The pathophysiological mechanisms underlying Myocardial Infarction with Non-Obstructive Coronary Artery Disease (MINOCA) are still under debate. Lipoprotein (a) [Lp(a)] has proinflammatory and prothrombotic actions and has been involved in the pathogenesis of atherosclerosis. However, no previous studies have linked Lp(a) levels with the probability of developing MINOCA. Moreover, the relationship between MINOCA and the plasma levels of other proatherogenic and proinflammatory molecules such as Interleukin-18 (IL18) and proprotein convertase subtilisin/kexin type 9 (PCSK9) has not been studied. We conducted a prospective, multicenter study involving 1042 patients with acute myocardial infarction (AMI). Seventy-six patients had no significant coronary lesions. All patients underwent plasma analysis on admission. MINOCA patients were younger (57 (47-68) vs. 61 (52-72) years; = 0.010), more frequently female (44.7% vs. 21.0%; < 0.001), and had lower rates of diabetes and of Lp(a) > 60 mg/dL (9.2% vs. 19.8%; = 0.037) than those with coronary lesions; moreover, High Density Lipoprotein cholesterol (HDL-c) levels were higher in MINOCA patients. The absence of Lp(a) > 60 mg/dL and of diabetes were independent predictors of MINOCA, as well as female sex, high HDL-c levels, and younger age. IL-18 and PCSK9 levels were not predictors of MINOCA. During a follow-up of 5.23 (2.89, 7.37) years, the independent predictors of the primary outcome (acute ischemic events or death) in the whole sample were Lp(a) > 60 mg/dL, older age, low estimated Glomerular Filtration rate (eGFR), hypertension, previous heart failure (HF), coronary artery bypass graft, use of insulin, and no therapy with acetylsalicylic acid. In conclusion, in AMI patients, the absence of high Lp(a) levels, as well high HDL-c levels, were independent predictors of the inexistence of coronary artery disease. High Lp (a) levels were also an independent predictor of ischemic events or death.

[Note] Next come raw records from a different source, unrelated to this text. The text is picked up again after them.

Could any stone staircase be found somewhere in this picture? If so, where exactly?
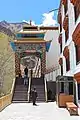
[12,79,28,102]
[31,78,45,102]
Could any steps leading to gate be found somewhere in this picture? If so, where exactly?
[31,78,45,102]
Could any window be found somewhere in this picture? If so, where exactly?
[76,45,80,64]
[66,57,70,71]
[60,43,62,53]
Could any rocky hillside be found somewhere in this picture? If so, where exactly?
[0,21,27,36]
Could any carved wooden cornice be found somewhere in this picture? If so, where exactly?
[63,46,69,58]
[74,72,80,83]
[58,34,62,44]
[63,15,68,31]
[72,23,80,45]
[59,58,63,65]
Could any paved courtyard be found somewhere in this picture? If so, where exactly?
[0,102,80,120]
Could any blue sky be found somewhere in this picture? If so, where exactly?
[0,0,60,24]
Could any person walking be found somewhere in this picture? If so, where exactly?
[31,87,38,105]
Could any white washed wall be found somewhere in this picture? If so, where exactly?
[44,30,59,68]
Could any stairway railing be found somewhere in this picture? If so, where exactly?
[0,79,15,111]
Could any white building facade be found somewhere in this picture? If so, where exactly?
[58,0,80,102]
[44,27,60,81]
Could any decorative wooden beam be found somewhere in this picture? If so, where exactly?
[58,34,62,44]
[72,23,80,45]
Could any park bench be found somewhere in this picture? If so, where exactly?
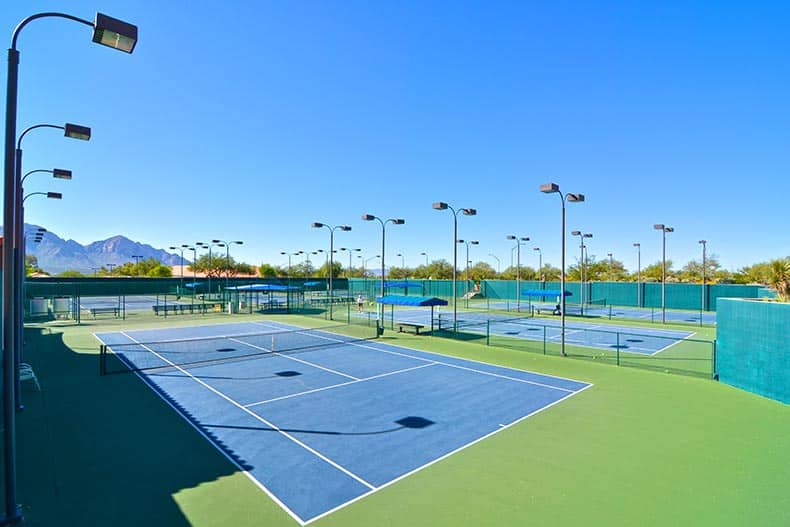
[91,306,121,318]
[398,322,425,335]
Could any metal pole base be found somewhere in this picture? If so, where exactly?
[0,505,24,526]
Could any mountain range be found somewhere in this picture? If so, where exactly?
[5,223,184,275]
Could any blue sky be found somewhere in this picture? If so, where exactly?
[0,0,790,269]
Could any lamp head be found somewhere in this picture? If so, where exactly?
[63,123,91,141]
[93,13,137,53]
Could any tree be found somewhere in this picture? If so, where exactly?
[58,270,85,278]
[315,260,343,278]
[25,254,44,276]
[770,258,790,302]
[469,262,496,282]
[258,263,280,278]
[678,254,721,282]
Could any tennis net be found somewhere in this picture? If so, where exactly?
[99,324,377,375]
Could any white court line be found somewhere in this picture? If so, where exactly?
[305,384,593,525]
[228,337,359,381]
[246,363,436,408]
[256,322,578,392]
[119,331,376,496]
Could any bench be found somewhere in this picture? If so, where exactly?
[91,306,121,318]
[398,322,425,335]
[151,302,222,315]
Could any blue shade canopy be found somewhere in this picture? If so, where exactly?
[384,281,422,287]
[376,295,447,307]
[521,289,571,297]
[225,284,299,292]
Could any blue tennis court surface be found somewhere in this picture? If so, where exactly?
[368,309,694,355]
[96,321,590,524]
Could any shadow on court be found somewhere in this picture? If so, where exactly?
[17,329,254,527]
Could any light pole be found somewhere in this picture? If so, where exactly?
[169,244,189,293]
[211,240,244,289]
[488,253,502,274]
[634,242,642,307]
[458,240,480,308]
[532,247,543,282]
[181,244,197,306]
[340,247,362,279]
[362,254,381,278]
[310,221,351,320]
[653,223,675,324]
[17,167,74,411]
[571,231,592,316]
[606,253,615,282]
[2,12,137,523]
[699,240,708,312]
[540,183,584,356]
[362,214,406,334]
[432,201,477,331]
[505,234,529,313]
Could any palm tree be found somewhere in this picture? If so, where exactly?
[771,259,790,302]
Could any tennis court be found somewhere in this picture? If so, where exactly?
[364,309,694,356]
[95,321,590,524]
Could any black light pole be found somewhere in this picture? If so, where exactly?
[362,214,406,334]
[653,223,675,324]
[432,201,477,331]
[488,253,502,274]
[211,240,244,289]
[16,168,73,411]
[532,247,543,282]
[634,242,642,307]
[0,12,137,523]
[458,240,480,308]
[169,244,189,293]
[505,234,529,313]
[699,240,708,314]
[540,183,584,356]
[571,231,592,316]
[310,221,351,320]
[340,247,362,279]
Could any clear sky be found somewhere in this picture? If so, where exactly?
[0,0,790,276]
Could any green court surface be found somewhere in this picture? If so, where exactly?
[12,315,790,527]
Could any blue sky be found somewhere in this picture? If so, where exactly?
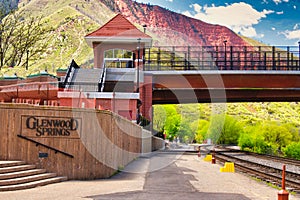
[136,0,300,46]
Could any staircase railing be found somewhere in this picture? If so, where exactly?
[98,66,106,92]
[17,135,74,158]
[60,60,79,89]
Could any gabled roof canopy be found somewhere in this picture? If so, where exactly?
[85,14,152,47]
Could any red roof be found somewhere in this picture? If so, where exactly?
[86,14,151,38]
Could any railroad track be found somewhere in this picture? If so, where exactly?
[215,151,300,193]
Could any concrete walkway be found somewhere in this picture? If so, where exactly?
[0,152,300,200]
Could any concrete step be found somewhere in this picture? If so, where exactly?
[0,160,25,168]
[0,161,67,191]
[0,177,67,191]
[0,173,56,186]
[0,169,46,181]
[0,165,35,174]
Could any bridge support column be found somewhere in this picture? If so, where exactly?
[140,74,152,121]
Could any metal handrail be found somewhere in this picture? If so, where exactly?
[17,134,74,158]
[144,46,300,71]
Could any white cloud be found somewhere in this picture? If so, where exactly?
[282,30,300,40]
[182,2,274,37]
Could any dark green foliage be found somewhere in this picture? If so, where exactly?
[283,142,300,160]
[153,102,300,158]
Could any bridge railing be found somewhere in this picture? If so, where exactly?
[144,46,300,71]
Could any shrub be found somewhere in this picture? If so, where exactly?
[282,142,300,160]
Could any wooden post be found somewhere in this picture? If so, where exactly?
[278,165,289,200]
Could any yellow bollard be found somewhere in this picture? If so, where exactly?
[220,162,235,173]
[203,154,212,162]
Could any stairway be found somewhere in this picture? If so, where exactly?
[0,161,67,191]
[104,68,136,93]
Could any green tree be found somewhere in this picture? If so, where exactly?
[262,122,293,153]
[218,115,242,145]
[283,142,300,160]
[191,119,209,143]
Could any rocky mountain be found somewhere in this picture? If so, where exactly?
[0,0,248,76]
[101,0,247,46]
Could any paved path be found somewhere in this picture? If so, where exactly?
[0,153,300,200]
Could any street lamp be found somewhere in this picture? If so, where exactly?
[136,38,141,93]
[26,49,29,70]
[223,40,227,69]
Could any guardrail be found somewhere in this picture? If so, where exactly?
[144,45,300,71]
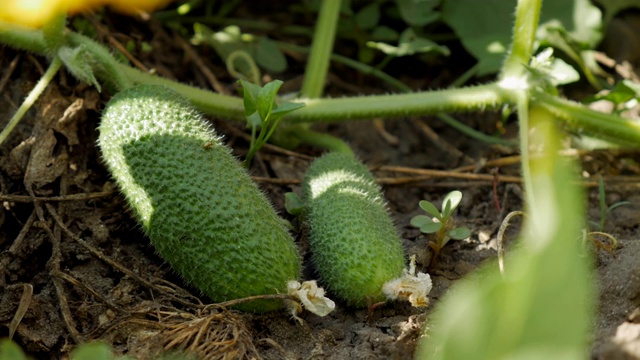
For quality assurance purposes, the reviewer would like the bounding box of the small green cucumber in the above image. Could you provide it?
[302,152,420,307]
[99,85,301,312]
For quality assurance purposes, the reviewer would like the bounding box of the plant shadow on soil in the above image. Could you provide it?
[0,10,640,359]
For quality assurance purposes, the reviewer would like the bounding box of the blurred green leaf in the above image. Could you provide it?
[584,80,640,105]
[271,102,304,117]
[442,0,512,76]
[448,227,471,240]
[255,36,287,73]
[191,23,287,74]
[416,109,594,360]
[536,0,602,49]
[367,28,449,57]
[371,25,400,41]
[396,0,441,26]
[355,2,380,30]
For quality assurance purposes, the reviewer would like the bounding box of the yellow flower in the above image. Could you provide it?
[0,0,172,28]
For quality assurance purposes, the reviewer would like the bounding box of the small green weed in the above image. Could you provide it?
[411,190,471,264]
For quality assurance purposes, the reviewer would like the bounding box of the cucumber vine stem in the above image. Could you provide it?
[301,0,342,98]
[0,57,62,144]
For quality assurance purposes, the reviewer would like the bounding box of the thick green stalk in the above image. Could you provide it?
[301,0,341,99]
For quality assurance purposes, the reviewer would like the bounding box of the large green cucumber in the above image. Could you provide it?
[302,153,405,307]
[99,85,301,312]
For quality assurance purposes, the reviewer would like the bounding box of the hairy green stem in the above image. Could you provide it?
[0,57,62,144]
[301,0,341,99]
[0,21,640,146]
[500,0,542,80]
[286,83,512,123]
[67,32,132,90]
[532,92,640,147]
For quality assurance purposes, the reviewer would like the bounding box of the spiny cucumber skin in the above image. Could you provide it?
[302,153,405,307]
[99,85,301,312]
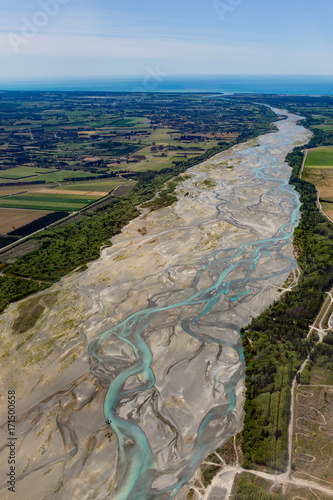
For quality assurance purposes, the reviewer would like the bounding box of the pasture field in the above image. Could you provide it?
[0,167,99,183]
[0,167,52,182]
[0,208,51,235]
[57,179,128,194]
[0,191,101,212]
[303,147,333,219]
[305,146,333,168]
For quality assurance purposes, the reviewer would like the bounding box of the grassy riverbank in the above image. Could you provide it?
[0,101,274,312]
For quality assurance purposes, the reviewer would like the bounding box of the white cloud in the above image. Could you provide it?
[0,30,262,60]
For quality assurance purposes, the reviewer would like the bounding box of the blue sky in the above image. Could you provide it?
[0,0,333,78]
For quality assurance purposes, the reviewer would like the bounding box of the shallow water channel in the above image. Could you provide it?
[0,106,310,500]
[89,110,307,500]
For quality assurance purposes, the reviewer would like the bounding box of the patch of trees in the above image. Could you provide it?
[243,148,333,471]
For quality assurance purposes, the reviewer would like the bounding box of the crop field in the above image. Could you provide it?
[0,208,51,235]
[292,385,333,487]
[0,192,101,212]
[0,167,52,182]
[305,146,333,168]
[57,179,128,194]
[303,147,333,219]
[0,167,99,183]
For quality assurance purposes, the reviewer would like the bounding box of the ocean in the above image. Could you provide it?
[0,74,333,95]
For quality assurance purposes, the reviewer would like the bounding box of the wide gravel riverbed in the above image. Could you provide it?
[0,110,310,500]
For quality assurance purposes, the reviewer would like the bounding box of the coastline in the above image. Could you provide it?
[1,107,312,498]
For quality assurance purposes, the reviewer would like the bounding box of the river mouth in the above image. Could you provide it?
[2,110,309,500]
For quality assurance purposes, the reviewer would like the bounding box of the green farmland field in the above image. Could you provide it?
[0,192,99,212]
[61,179,129,192]
[306,146,333,168]
[0,167,99,182]
[0,167,56,182]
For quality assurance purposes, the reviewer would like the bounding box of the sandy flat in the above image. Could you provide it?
[0,109,309,500]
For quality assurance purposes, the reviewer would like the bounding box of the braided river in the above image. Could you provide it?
[0,109,310,500]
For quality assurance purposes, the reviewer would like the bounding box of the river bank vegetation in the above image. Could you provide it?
[227,97,333,471]
[0,93,275,312]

非阻塞性冠状动脉疾病所致心肌梗死(MINOCA)的病理生理机制仍存在争议。脂蛋白(a)[Lp(a)]具有促炎和促血栓形成作用,并参与动脉粥样硬化的发病机制。然而,既往尚无研究将Lp(a)水平与发生MINOCA的可能性联系起来。此外,MINOCA与其他促动脉粥样硬化和促炎分子如白细胞介素-18(IL18)和前蛋白转化酶枯草溶菌素/kexin 9型(PCSK9)的血浆水平之间的关系尚未得到研究。我们进行了一项前瞻性、多中心研究,纳入了1042例急性心肌梗死(AMI)患者。76例患者无明显冠状动脉病变。所有患者入院时均接受血浆分析。MINOCA患者较年轻(57(47 - 68)岁 vs. 61(52 - 72)岁;P = 0.010),女性比例更高(44.7% vs. 21.0%;P < 0.001),糖尿病和Lp(a)> 60 mg/dL的发生率低于有冠状动脉病变的患者(9.2% vs. 19.8%;P = 0.037);此外,MINOCA患者的高密度脂蛋白胆固醇(HDL-c)水平更高。Lp(a)> 60 mg/dL和糖尿病的缺失是MINOCA的独立预测因素,以及女性性别、高HDL-c水平和较年轻的年龄。IL-18和PCSK9水平不是MINOCA的预测因素。在5.23(2.89,7.37)年的随访期间,整个样本中主要结局(急性缺血事件或死亡)的独立预测因素为Lp(a)> 60 mg/dL、年龄较大、估计肾小球滤过率(eGFR)较低、高血压、既往心力衰竭(HF)、冠状动脉旁路移植术、使用胰岛素以及未接受阿司匹林治疗。总之,在AMI患者中,Lp(a)水平不高以及HDL-c水平高是冠状动脉疾病不存在的独立预测因素。高Lp(a)水平也是缺血事件或死亡的独立预测因素。